The Passing Parade: Cheap Shots from a Drive By Mind

"...difficile est saturam non scribere. Nam quis iniquae tam patiens urbis, tam ferreus, ut teneat se..." "...it is hard not to write Satire. For who is so tolerant of the unjust City, so steeled, that he can restrain himself... Juvenal, The Satires (1.30-32) akakyakakyevich@gmail.com

Tuesday, March 16, 2004

AND NOW FOR SOMETHING VAGUELY DIFFERENT: Federal guidelines regarding the use of ethanol in gasoline have gone into effect here in the US; from now on 10% of any gasoline purchase is ethanol. Now I want to help the American family farmer as much as the next guy, maybe more so, in fact, since I am all for giving people who want to get up at five in the morning to do chores and scoop up cow flop the opportunity to do just that. But let's face a certain degree of reality here; ethanol in gasoline is and was a priority of American agribusiness. These multinationals lobbied the farm state Congressional delegations mercilessly to get this thing passed into law. Having created the demand, of course, the merchants of grain will have to feed the American people's insatiable desire for ethanol. How long can it be before the United States becomes permanently dependent on supplies of foreign grain to meet the public's need for ethanol? And how long will it be before antiwar activists flood our nation's capital demanding NO BLOOD FOR CORN! as the Pentagon and the neocon aggressors plot to seize the grainlands of Australia, Argentina, and Russia?

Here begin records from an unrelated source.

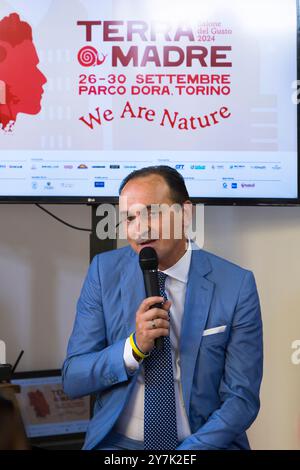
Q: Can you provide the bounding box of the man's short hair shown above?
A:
[119,165,189,204]
[0,13,32,47]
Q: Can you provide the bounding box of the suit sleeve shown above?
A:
[178,272,263,450]
[62,256,128,398]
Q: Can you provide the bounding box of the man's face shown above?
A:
[0,40,47,116]
[120,175,190,269]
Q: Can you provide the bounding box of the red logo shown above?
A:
[77,46,107,67]
[0,13,47,130]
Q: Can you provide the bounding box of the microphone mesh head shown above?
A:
[139,246,158,271]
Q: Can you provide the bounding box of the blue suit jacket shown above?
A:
[63,247,263,450]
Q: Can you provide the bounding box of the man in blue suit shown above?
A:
[63,166,263,450]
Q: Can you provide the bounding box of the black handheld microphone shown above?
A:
[139,246,164,349]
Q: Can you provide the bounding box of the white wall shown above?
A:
[0,205,300,449]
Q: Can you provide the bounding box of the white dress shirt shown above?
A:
[115,241,192,442]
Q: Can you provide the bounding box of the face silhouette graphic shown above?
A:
[0,13,47,129]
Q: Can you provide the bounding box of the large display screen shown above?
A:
[0,0,298,203]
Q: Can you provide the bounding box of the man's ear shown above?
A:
[0,46,7,64]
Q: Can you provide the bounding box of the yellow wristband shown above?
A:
[129,333,150,359]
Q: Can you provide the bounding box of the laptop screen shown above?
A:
[11,370,90,439]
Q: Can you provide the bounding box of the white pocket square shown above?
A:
[202,325,227,336]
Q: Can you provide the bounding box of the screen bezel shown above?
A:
[0,0,300,206]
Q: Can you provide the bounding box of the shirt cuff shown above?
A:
[123,338,142,375]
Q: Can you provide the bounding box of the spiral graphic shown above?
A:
[78,46,99,67]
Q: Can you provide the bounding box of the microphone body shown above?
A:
[139,247,164,350]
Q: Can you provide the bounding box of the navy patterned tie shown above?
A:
[144,271,177,450]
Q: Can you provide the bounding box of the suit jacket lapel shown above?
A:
[180,249,214,415]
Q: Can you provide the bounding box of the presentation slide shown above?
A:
[0,0,298,199]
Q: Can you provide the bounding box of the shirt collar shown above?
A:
[162,240,192,284]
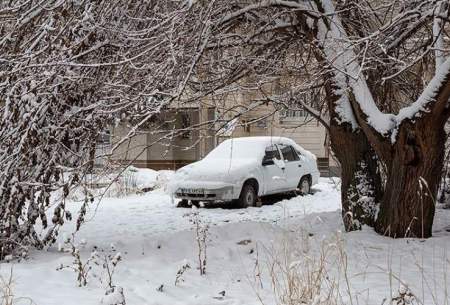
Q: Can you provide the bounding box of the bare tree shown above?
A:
[189,0,450,237]
[0,0,214,259]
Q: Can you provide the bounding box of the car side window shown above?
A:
[264,145,281,160]
[280,144,300,162]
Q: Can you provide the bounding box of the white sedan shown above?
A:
[170,137,320,207]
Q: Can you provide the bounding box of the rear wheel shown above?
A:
[297,176,311,196]
[237,183,258,208]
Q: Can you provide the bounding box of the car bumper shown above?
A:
[174,186,236,201]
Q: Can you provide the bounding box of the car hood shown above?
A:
[171,159,257,189]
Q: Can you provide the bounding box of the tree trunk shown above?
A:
[375,115,446,238]
[330,123,382,231]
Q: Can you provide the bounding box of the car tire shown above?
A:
[297,176,311,196]
[237,183,258,208]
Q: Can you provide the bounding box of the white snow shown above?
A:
[0,178,450,305]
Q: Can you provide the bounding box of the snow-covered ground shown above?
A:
[0,178,450,305]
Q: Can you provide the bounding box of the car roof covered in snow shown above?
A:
[214,136,316,160]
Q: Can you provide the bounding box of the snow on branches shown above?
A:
[0,0,208,260]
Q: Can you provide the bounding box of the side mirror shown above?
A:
[262,158,275,166]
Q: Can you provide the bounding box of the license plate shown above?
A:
[181,189,205,194]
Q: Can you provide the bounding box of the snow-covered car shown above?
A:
[169,137,320,207]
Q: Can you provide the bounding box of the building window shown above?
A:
[181,113,192,139]
[280,108,308,121]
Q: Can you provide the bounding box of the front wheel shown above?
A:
[297,176,311,196]
[237,184,258,208]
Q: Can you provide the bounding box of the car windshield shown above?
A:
[205,141,264,159]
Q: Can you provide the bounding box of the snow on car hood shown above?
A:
[169,158,257,192]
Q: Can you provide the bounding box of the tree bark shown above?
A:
[375,115,446,238]
[330,124,382,231]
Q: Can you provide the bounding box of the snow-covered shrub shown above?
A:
[186,206,209,275]
[266,230,343,305]
[0,267,36,305]
[100,286,126,305]
[57,235,123,292]
[175,261,191,286]
[391,285,420,305]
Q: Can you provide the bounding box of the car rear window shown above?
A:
[264,145,281,160]
[280,144,300,162]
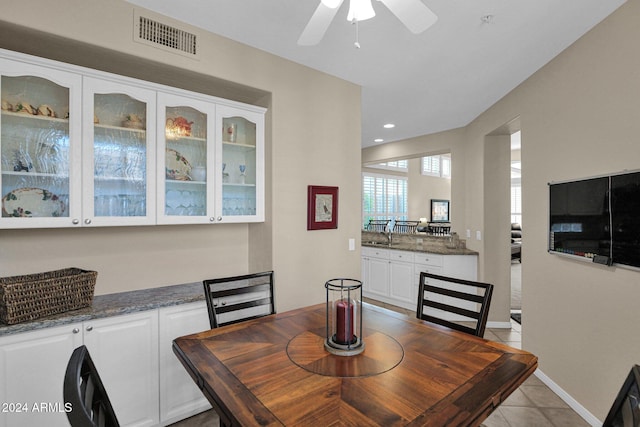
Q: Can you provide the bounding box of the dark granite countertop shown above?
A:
[362,242,478,255]
[0,282,204,337]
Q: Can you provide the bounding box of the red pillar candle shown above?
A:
[336,300,354,344]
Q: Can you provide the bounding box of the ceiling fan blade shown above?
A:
[380,0,438,34]
[298,0,342,46]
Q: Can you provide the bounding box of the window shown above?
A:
[362,173,407,228]
[422,154,451,178]
[367,160,409,172]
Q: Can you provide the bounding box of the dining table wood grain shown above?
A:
[173,303,538,427]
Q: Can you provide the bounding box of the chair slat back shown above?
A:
[203,271,276,328]
[416,272,493,337]
[393,221,420,234]
[367,219,391,232]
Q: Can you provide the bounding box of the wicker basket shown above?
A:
[0,268,98,325]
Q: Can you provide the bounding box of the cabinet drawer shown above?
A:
[389,251,413,263]
[415,253,444,267]
[362,247,391,259]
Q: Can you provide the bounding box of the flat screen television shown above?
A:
[549,172,640,267]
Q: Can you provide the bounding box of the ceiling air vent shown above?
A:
[134,14,198,58]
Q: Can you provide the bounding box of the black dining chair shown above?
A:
[202,271,276,329]
[63,345,120,427]
[602,365,640,427]
[416,272,493,337]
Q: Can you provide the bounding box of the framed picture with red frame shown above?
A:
[307,185,338,230]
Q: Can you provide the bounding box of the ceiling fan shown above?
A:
[298,0,438,47]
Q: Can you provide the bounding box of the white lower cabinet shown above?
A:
[389,251,417,306]
[0,301,215,427]
[362,247,478,310]
[0,323,82,427]
[82,310,160,427]
[362,248,389,299]
[159,301,211,425]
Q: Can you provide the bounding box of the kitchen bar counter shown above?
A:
[362,231,478,255]
[362,242,478,255]
[0,282,204,336]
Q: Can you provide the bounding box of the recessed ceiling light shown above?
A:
[480,15,493,24]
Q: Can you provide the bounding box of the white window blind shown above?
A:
[368,160,409,172]
[362,173,407,226]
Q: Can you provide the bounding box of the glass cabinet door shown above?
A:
[0,60,81,228]
[157,93,216,224]
[217,106,264,222]
[83,78,155,226]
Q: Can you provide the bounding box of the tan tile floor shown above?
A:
[172,299,589,427]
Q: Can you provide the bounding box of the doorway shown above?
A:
[511,131,523,323]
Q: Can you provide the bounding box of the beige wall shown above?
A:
[0,0,360,311]
[363,0,640,420]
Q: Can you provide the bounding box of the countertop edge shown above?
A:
[362,243,478,255]
[0,282,204,337]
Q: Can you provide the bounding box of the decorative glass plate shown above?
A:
[165,148,191,181]
[2,188,65,218]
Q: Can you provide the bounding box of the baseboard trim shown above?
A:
[533,369,602,427]
[487,322,511,329]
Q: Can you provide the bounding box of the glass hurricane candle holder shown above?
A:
[324,279,364,356]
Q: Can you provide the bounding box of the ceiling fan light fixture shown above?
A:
[348,0,376,22]
[322,0,342,9]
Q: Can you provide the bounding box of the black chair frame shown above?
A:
[202,271,276,329]
[366,219,391,232]
[393,221,420,234]
[63,345,120,427]
[416,272,493,337]
[602,365,640,427]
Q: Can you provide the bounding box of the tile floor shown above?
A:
[172,300,589,427]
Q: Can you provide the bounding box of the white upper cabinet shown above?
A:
[82,77,156,226]
[0,50,265,229]
[216,106,264,223]
[157,92,216,224]
[0,58,82,228]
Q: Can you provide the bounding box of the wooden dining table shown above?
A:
[173,303,537,427]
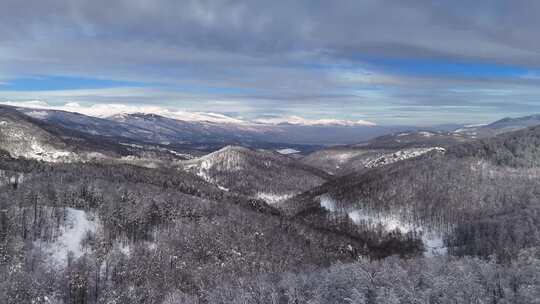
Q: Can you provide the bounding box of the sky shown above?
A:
[0,0,540,125]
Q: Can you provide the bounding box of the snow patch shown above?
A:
[36,208,98,267]
[24,111,49,119]
[276,148,300,155]
[257,192,293,205]
[319,195,447,257]
[365,147,446,168]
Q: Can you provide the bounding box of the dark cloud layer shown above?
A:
[0,0,540,122]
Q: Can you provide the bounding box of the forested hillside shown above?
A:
[0,117,540,303]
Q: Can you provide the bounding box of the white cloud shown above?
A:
[254,115,375,127]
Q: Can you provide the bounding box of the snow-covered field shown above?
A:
[365,147,446,168]
[257,192,294,205]
[319,195,447,256]
[35,208,98,267]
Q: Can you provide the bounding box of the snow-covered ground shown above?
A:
[276,148,300,155]
[35,208,98,267]
[365,147,446,168]
[319,195,447,256]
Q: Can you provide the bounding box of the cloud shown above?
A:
[0,0,540,124]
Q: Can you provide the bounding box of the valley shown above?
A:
[0,107,540,303]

Indeed, one can imagine hordes of literature professors expounding on how William Faulkner's Sanctuary, where in a impotent bootlegger named Popeye rapes a woman with a corncob is a grimly prophetical allegory of America's insatiable need for ethanol and what Amerikkkan agribusinesses will do to secure fresh corn producing land. One may even safely envision the women's movement denouncing the nation's dependence on such an obvious phallic symbol with their customary vigor and demanding that ethanol producers stop using corn to make their product and instead use such nonphallocentric plants as wheat or loganberries. I fully expect that corn chowder, corndogs, and cream of corn soup will be dropped from faculty menus all over the academy in order to avoid offending the sensibilities of campus feminists. However, amongst all the questions that have been asked about ethanol the two that are the most important to my mind have been ignored. First, why does my car get such lousy mileage using ethanolized gasoline, and second, given that 10% of my gas is now alcohol, does this mean my car is driving under the influence?